Wohnsinn-Kolumne: Frühlingsgefühle
In den letzten Monaten verbrachte ich die meiste Zeit zu Hause in meiner WG– natürlich diesem nervigen Virus und der eisigen Kälte geschuldet. Hin und wieder konnte ich durch den dichten Nebel gerade noch die Spitzen des Doms erahnen, der mich daran erinnerte, wo ich mich gerade befand. Das sonst so lebendige und laute Regensburg war Mitte Februar nur noch eine verschwommene Erinnerung und ich fühlte mich von Tag zu Tag mehr eingesperrt. Doch dann zog ich eines Tages Ende Februar meine Vorhänge zur Seite – in der Erwartung die gewohnten grauen Wolken zu erblicken – als mir ein warmer Sonnenstrahl auf das blasse Gesicht fiel.
von Paula Kühn
Verwundert öffnete ich das Fenster und streckte meine Nase hinaus. Zartes Vogelgezwitscher drang in mein kleines Zimmer und die Luft, die hineinwehte lies mich zum ersten Mal seit Monaten nicht frösteln. Ich war auf einen Schlag hellwach – verrückt, dachte ich noch, welchen Einfluss Wetter auf unseren Gemütszustand haben kann – und hüpfte in die Küche, wo ich meine Mitbewohnerin traf, die ähnlich beschwingt wie ich selbst, gerade ihren Kaffee schlürfte. Zehn Minuten später hatten wir all unsere Hausarbeits- und Lernpläne über den Haufen geworfen und machten uns bereit in die Stadt zu gehen. Egal wohin, Hauptsache Sonne.
Keine Handschuhe, kein dicker Schal, keine kuschelige Mütze oder klobige Stiefel – nur Sneaker, ein dünner Pulli, luftige Jeansjacke.
Trotz Maske fühlte ich mich seltsam befreit, und schnell merkte ich, dass es fast allen ähnlich ging. Die ganze Stadt schien froh zu sein, endlich ihren Wohnungen zu entkommen, froh, endlich die lang vermissten Sonnenstrahlen in sich aufsaugen zu können.
Gitarrenklänge wehten über die Steinerne Brücke und alle schienen erleichtert, sich nur noch hinter den Masken und nicht mehr in ihren riesigen Mänteln verstecken zu müssen.
Lange hatte ich nicht mehr so viele Menschen auf einmal gesehen: Fast jeder Platz am Ufer der Donau war besetzt, Sonnenbrillen tragende Mädchen nippten an ihren Aperol Spritz, andere balancierten über Slacklines oder rannten einem Fußball hinterher. Ich war erleichtert: So sollte sich diese Stadt anfühlen. Voller Leben.
Es war das erste Mal seit langem, dass alles normal schien – auch wenn sich natürlich darüber streiten lässt, was genau denn »normal« sei. Aber zum ersten Mal seit Monaten fielen in unserem Gespräch kein einziges Mal die Wörter »Infektionszahlen«, »Impfungen« oder »Lockdown«. Wir sprachen auch nicht darüber, wie beängstigend es eigentlich war, dass wir Ende Februar fast im T-Shirt hier draußen herumlaufen konnten. Wir machten einfach das, was jede*r Student*in am ersten Frühlingstag des Jahres tun würde: Wir kauften ein Eis, etwas zu trinken und setzten uns ans Ufer der Donau, von wo wir auf die Spitzen des Doms blicken konnten, die sich dem hellblauen Himmel entgegenstreckten und fühlten uns wunderbar sorglos.

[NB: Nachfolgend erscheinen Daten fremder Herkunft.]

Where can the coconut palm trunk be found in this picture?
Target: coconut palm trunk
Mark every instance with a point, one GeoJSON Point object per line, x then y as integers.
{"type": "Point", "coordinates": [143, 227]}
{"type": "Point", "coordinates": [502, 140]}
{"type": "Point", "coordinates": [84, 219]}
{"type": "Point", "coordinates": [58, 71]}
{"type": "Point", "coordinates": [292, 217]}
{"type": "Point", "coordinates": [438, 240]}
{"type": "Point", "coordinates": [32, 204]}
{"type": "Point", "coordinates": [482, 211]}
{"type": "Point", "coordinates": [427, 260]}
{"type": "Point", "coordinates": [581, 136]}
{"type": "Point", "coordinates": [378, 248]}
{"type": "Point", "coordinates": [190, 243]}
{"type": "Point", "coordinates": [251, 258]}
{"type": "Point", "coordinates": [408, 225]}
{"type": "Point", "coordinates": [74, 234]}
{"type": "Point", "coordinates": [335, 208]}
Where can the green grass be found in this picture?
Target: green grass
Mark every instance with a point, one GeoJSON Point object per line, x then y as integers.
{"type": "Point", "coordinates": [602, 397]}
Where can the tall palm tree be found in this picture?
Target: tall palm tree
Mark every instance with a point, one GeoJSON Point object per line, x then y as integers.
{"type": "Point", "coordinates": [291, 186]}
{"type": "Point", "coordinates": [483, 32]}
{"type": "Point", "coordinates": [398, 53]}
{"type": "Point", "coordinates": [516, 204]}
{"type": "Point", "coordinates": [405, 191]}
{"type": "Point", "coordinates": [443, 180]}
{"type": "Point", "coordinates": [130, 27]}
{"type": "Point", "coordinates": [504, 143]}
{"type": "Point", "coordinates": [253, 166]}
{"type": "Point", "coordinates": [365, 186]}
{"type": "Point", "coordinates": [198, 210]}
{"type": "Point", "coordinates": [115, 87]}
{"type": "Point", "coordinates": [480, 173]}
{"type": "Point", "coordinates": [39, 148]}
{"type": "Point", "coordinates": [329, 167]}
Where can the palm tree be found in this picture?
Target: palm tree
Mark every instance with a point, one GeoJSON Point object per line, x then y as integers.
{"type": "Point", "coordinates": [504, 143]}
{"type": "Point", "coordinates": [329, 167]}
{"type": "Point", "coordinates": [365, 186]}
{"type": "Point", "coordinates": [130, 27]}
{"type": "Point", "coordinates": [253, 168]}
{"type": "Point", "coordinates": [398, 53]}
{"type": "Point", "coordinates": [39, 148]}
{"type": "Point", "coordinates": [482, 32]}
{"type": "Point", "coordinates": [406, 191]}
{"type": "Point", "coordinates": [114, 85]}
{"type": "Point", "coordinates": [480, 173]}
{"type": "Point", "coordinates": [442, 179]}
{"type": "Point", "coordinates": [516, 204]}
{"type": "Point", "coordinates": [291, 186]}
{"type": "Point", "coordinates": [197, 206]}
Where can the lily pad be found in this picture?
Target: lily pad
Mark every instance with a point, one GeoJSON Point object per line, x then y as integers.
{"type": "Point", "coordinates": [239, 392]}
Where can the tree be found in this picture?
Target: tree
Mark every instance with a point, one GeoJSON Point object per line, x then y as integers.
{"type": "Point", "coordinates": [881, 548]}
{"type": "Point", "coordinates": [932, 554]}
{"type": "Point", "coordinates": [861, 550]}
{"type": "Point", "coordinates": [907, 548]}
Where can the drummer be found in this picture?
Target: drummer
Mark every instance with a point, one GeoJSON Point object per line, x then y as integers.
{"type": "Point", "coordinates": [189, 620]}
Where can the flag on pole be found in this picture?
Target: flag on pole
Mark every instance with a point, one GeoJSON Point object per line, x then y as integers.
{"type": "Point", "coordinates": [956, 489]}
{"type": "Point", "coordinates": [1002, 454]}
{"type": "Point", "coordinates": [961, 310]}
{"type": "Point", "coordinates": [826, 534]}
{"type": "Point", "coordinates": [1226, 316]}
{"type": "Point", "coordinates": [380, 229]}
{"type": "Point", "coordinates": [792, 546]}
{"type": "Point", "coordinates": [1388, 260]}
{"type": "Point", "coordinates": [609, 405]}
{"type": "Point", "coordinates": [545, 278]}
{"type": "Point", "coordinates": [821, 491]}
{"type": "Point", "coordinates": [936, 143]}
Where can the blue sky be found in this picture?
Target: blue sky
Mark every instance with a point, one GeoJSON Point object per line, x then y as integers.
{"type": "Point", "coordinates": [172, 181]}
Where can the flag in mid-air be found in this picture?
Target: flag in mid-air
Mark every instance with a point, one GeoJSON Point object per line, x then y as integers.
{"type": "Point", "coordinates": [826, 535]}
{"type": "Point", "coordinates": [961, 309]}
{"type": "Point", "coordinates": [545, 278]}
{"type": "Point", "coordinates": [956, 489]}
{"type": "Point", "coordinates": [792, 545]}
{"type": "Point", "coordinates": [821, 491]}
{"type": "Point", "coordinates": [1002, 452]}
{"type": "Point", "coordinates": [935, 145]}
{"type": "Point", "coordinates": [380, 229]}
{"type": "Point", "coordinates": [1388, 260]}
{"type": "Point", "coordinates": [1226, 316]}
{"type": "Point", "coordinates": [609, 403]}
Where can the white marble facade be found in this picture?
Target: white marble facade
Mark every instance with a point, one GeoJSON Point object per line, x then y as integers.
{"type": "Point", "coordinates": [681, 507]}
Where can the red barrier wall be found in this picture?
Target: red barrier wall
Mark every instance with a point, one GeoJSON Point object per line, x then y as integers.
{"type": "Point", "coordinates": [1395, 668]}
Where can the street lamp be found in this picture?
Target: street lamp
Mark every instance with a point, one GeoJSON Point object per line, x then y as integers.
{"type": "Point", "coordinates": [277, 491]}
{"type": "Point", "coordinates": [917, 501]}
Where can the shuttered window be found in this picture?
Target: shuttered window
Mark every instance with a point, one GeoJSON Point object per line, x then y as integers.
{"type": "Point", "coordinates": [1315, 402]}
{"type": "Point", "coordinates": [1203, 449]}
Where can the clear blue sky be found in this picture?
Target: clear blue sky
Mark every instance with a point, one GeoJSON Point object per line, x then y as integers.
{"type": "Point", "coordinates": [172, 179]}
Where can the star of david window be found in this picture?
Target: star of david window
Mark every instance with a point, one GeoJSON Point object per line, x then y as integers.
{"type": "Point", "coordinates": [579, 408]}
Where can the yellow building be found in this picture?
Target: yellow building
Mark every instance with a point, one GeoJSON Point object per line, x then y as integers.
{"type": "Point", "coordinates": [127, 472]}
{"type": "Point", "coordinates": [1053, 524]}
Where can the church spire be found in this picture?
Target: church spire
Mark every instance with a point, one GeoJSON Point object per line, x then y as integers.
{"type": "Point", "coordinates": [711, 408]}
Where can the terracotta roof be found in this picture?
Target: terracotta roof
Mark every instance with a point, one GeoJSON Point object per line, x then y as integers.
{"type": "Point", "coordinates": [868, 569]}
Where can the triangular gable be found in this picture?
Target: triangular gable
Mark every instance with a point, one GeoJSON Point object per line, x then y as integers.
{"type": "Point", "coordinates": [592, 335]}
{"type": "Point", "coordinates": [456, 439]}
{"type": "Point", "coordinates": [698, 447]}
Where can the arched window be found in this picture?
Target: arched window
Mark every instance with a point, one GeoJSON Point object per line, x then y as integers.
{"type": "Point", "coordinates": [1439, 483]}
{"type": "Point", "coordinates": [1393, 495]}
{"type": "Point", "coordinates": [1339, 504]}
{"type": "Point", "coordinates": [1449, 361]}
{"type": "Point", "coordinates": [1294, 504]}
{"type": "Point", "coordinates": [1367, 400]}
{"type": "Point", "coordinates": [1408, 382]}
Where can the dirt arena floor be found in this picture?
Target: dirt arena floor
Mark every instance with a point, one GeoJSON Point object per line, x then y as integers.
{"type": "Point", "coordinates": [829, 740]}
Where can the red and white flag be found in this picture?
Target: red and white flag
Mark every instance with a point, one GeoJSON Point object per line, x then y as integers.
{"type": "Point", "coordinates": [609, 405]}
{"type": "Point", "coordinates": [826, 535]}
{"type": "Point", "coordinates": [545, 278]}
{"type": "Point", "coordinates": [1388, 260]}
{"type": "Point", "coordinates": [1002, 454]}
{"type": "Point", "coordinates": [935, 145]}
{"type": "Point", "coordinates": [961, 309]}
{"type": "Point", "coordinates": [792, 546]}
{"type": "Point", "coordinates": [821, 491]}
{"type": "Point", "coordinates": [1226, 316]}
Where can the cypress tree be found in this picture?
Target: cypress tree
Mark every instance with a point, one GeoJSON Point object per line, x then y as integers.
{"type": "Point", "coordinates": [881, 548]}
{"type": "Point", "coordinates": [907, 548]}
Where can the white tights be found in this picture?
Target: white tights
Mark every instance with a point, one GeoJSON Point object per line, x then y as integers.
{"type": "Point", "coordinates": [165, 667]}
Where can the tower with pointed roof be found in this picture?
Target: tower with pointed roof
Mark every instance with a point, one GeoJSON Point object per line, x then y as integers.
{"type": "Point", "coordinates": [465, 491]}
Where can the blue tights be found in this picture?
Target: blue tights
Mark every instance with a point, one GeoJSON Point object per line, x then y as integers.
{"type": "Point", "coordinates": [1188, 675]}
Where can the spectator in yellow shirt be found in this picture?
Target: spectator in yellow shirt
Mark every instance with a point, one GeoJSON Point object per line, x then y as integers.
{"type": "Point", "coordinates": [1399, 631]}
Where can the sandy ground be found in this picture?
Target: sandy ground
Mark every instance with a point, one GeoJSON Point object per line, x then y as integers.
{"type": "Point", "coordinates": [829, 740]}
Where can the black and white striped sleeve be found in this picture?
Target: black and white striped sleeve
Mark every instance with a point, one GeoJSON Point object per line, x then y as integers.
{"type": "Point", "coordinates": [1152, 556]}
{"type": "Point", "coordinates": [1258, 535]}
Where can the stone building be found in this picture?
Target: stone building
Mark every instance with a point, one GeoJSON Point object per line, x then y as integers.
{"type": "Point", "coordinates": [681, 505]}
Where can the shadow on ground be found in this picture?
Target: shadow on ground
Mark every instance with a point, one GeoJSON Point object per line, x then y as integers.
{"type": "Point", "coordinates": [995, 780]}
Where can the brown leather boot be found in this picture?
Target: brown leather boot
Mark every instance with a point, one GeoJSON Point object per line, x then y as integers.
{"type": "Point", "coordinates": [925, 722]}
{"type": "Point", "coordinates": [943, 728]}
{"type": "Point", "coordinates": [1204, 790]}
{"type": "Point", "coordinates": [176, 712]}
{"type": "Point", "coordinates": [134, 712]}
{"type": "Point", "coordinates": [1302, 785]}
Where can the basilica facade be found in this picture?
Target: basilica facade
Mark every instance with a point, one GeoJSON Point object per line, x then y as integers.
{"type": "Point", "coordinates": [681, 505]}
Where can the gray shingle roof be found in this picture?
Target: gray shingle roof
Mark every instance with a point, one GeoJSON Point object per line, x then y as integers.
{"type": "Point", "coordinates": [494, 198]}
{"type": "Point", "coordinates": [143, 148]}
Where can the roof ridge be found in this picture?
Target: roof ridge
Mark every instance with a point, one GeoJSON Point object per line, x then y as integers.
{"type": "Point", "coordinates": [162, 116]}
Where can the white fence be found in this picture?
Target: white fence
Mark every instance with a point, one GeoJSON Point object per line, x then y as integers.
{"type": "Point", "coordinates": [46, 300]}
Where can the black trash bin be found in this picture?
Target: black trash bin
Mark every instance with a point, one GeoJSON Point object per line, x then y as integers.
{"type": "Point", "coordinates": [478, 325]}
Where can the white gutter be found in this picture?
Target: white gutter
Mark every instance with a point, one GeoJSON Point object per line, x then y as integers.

Wir blieben ewig dort sitzen, redeten und lachten inmitten all der jungen Menschen, die genau das gleiche taten. Die Sonne ließ das Wasser des Flusses glitzern, bis sie irgendwann langsam hinter den bunten Türmchen der Altstadt verschwand und alles in ein warmes, orangenes Licht tauchte.
Jetzt sitze ich wieder in meinem kleinen Zimmer und blicke auf eine graue Wolkendecke. Aber das ist okay. Ich habe wieder ein bisschen Licht am Horizont gesehen: Da draußen gibt es doch noch eine Welt und Regensburg hat seinen Zauber noch lange nicht verloren.
Hoffentlich könnt ihr etwas von meiner neu geschöpften Hoffnung mit in die nächste Woche nehmen, wenn Hannah euch wieder Neues aus ihrem Wohnalltag erzählt!